ステップ3. 顔画像分析結果を取得するWeb APIを作成する(スマートフォンとAWSサービスを用いた画像認識サービスの構築する)
当コンテンツは、エッジデバイスとしてスマートフォン、クラウドサービスとしてAWSを利用し、エッジデバイスとクラウド間とのデータ連携とAWSサービスを利用した画像認識を体験し、IoT/画像認識システムの基礎的な技術の習得を目指す方向けのハンズオン(体験学習)コンテンツ「スマートフォンとAWSサービスを用いた画像認識サービスの構築する」の一部です。

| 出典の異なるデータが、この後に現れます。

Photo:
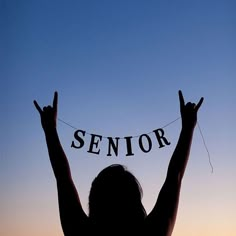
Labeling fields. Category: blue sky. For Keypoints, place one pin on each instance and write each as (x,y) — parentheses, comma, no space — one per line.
(117,66)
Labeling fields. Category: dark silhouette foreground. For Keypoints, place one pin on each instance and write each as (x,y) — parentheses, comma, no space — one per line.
(115,199)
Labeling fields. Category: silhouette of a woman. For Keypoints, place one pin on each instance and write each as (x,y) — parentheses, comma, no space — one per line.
(115,199)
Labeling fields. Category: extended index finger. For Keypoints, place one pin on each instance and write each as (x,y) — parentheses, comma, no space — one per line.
(199,103)
(181,99)
(55,100)
(38,107)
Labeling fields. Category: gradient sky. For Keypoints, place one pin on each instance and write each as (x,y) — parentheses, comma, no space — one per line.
(117,66)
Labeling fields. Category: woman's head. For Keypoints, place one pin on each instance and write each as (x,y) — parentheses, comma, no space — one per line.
(116,195)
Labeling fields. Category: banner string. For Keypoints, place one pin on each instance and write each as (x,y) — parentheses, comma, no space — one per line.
(136,136)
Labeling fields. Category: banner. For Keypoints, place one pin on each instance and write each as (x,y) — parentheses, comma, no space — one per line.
(145,142)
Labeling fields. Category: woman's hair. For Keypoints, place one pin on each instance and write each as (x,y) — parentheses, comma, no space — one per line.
(116,195)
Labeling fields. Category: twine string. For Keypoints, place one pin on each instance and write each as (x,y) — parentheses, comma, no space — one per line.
(168,124)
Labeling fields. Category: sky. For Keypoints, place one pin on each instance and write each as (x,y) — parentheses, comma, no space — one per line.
(117,67)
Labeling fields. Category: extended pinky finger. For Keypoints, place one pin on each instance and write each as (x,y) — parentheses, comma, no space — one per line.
(199,103)
(38,107)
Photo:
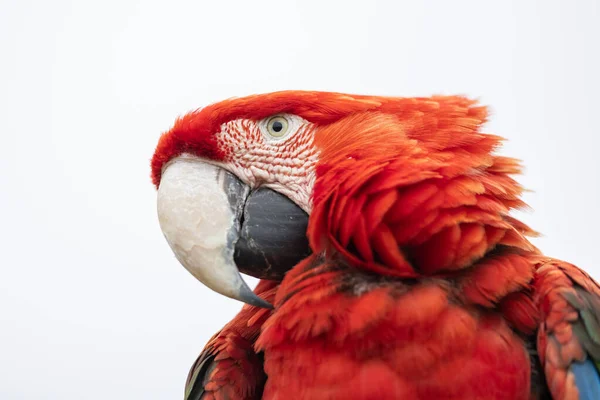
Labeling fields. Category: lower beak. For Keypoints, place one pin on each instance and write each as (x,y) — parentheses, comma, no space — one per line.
(217,227)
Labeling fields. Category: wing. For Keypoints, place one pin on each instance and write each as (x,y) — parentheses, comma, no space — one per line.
(229,367)
(569,335)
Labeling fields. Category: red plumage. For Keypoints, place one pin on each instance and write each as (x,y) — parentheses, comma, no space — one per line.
(421,285)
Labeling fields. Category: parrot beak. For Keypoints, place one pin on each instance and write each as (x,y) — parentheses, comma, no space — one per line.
(217,227)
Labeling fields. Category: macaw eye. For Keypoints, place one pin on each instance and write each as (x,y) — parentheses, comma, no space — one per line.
(277,126)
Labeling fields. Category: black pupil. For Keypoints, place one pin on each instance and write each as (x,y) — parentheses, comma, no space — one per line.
(277,126)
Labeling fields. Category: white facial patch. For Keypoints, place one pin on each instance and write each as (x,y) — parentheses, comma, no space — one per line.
(285,164)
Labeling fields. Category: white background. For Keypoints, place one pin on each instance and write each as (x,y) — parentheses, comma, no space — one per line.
(93,305)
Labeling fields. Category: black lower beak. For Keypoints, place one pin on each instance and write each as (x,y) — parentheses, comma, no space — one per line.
(217,228)
(272,237)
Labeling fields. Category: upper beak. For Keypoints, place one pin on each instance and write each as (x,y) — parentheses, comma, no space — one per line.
(216,227)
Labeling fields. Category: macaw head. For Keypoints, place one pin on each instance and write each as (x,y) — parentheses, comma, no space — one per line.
(237,180)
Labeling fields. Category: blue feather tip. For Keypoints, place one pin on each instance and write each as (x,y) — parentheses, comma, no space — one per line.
(587,380)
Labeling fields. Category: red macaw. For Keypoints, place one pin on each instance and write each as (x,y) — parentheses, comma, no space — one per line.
(394,268)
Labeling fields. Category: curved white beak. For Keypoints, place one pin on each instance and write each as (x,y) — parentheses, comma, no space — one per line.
(199,210)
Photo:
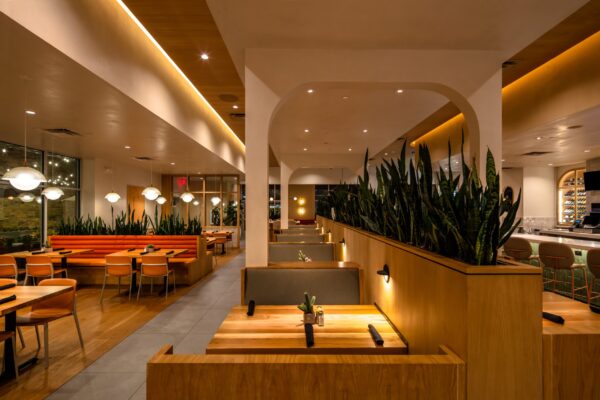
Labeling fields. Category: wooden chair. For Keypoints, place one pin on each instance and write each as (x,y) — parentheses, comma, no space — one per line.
(520,250)
(51,309)
(8,267)
(593,262)
(559,256)
(118,266)
(41,267)
(156,266)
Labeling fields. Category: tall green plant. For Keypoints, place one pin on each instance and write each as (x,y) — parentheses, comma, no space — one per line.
(451,215)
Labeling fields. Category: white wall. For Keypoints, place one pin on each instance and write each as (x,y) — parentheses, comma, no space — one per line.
(97,180)
(315,176)
(539,197)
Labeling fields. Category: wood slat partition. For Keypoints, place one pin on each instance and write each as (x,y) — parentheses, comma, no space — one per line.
(489,315)
(301,377)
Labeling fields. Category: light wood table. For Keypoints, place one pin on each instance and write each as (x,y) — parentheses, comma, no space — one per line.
(26,296)
(136,255)
(280,330)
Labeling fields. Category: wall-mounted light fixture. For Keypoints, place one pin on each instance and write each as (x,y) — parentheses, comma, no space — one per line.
(385,272)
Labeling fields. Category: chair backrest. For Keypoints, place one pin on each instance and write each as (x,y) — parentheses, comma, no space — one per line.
(5,281)
(154,265)
(8,266)
(556,255)
(118,264)
(593,262)
(518,248)
(62,301)
(39,266)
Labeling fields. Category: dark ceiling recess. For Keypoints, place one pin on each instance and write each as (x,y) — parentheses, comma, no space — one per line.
(230,98)
(62,131)
(536,153)
(237,115)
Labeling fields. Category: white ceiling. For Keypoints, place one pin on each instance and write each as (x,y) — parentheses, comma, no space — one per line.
(336,116)
(34,75)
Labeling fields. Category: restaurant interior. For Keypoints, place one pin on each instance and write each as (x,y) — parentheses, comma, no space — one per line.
(224,199)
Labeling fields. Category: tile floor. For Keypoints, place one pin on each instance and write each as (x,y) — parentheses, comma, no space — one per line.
(188,324)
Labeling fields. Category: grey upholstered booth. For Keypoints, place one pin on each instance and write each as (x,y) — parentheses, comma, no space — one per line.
(299,237)
(289,251)
(285,286)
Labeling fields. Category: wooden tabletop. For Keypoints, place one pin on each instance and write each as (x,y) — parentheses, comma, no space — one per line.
(137,253)
(27,295)
(53,254)
(279,330)
(577,315)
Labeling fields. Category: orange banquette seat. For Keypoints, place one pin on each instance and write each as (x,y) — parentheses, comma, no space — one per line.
(196,256)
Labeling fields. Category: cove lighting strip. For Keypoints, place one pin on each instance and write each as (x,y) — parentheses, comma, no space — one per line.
(170,60)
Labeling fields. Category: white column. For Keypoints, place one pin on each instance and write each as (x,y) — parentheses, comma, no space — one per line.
(260,103)
(486,132)
(286,173)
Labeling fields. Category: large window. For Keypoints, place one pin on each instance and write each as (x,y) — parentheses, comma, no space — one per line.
(26,218)
(216,201)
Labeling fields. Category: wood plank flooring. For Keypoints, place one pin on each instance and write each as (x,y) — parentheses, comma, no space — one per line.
(103,327)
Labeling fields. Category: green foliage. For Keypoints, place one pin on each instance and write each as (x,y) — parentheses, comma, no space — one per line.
(455,216)
(126,224)
(309,302)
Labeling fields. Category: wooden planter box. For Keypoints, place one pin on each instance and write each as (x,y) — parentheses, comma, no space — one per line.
(490,316)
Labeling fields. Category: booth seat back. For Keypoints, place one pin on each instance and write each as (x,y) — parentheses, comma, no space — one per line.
(103,245)
(285,286)
(280,251)
(297,238)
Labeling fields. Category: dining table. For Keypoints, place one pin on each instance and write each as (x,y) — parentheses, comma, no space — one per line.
(136,256)
(25,297)
(280,330)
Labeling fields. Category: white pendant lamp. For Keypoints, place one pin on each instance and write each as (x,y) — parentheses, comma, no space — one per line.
(52,192)
(161,200)
(151,193)
(112,197)
(26,197)
(25,177)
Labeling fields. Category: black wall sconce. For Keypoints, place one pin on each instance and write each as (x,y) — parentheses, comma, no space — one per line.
(385,272)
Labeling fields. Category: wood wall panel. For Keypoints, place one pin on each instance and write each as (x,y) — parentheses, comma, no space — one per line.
(490,315)
(304,377)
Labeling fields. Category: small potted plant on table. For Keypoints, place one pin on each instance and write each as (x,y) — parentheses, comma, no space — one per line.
(308,308)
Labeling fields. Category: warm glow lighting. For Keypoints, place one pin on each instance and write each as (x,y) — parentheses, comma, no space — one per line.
(151,193)
(112,197)
(170,60)
(26,197)
(52,193)
(161,200)
(187,197)
(24,178)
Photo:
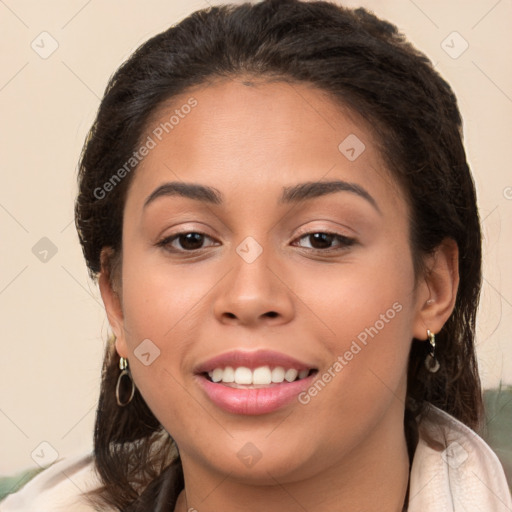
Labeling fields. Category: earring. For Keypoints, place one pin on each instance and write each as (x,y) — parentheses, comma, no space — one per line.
(431,362)
(123,366)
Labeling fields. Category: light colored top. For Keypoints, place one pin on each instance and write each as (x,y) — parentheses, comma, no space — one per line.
(460,474)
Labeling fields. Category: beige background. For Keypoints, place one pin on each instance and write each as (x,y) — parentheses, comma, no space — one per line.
(52,321)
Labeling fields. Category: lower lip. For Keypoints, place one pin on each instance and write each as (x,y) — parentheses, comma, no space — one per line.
(256,400)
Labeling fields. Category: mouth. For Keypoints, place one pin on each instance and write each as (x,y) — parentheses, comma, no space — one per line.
(242,377)
(253,383)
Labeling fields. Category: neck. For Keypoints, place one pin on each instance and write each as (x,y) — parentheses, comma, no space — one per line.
(372,477)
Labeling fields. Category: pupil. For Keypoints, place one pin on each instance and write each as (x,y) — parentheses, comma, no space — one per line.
(191,240)
(324,239)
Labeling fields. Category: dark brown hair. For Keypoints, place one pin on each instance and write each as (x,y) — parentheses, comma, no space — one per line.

ステップ3. 顔画像分析結果を取得するWeb APIを作成する
ステップ2の応用として、「画像をアップロードすると、その画像に写る顔の特徴を分析するAPI」を作成し、最後はデバイスからAPIにアクセスします。 簡単なヒントを書いておりますので、このヒントとステップ2を参考に実装してみましょう。
- 顔の分析を行うために、Amazon Rekognitionの機能のひとつである
DetectFaces
という機能を使います - 顔の分析では、Rekognitionのコレクション作成は必要ない為、以下のようなコレクションに関する作業は必要ありません
- Rekognitionのコレクションにアクセスするポリシーの作成(ステップ2-1-2)
- Lambdaに渡す引数としての、コレクションに登録している顔との一致度(threshold)(ステップ2-1-3)
- Lambda内でのコレクションIDの定義や、Rekognitionのメソッド利用時の引数指定(ステップ2-1-3)
- APIは、ステップ2-2で作成したものをベースにして新しいリソースを作成しましょう
- ステップ2と同じく、Lambdaに引数としてbase64の画像データを渡すため、APIのメソッドはPOSTにしましょう
目的
- AWSの画像認識機能を知る
- 1つ前のステップで実行したことを参考に自分でWeb APIを作成してみる
概要
- 顔分析用Web APIを作成し、デバイスからWeb APIを利用する
<Amazon Rekognitionでの顔分析>
Amazon Rekognitionでは、イメージ内やビデオ内の顔を検出し、顔の検出場所、目の位置などの顔のランドマーク、楽しさや悲しさなどの感情の検出に関する情報を取得できます。 イメージ内の顔を検出し、顔の属性を分析して、イメージ内で検出した顔と顔属性の信頼スコア(%)を返します。 たとえば、ある画像を分析した結果として、90%の信頼性スコアで「男性」、85%の信頼性スコアで「笑顔」という情報を返します。 詳細は公式ドキュメント「顔の検出と分析」をご確認ください。
今回のステップではイメージ内の顔の分析を行うために DetectFaces
という機能を使います。
使用方法は公式ドキュメント「イメージ内の顔の検出」をご確認ください。
3-1. AWS Lambdaで関数を新規作成
指定したS3バケット内の画像に写っている顔がどのような顔か、Rekognitionを用いた分析結果をリターン値として返すLambda関数部分を作成します。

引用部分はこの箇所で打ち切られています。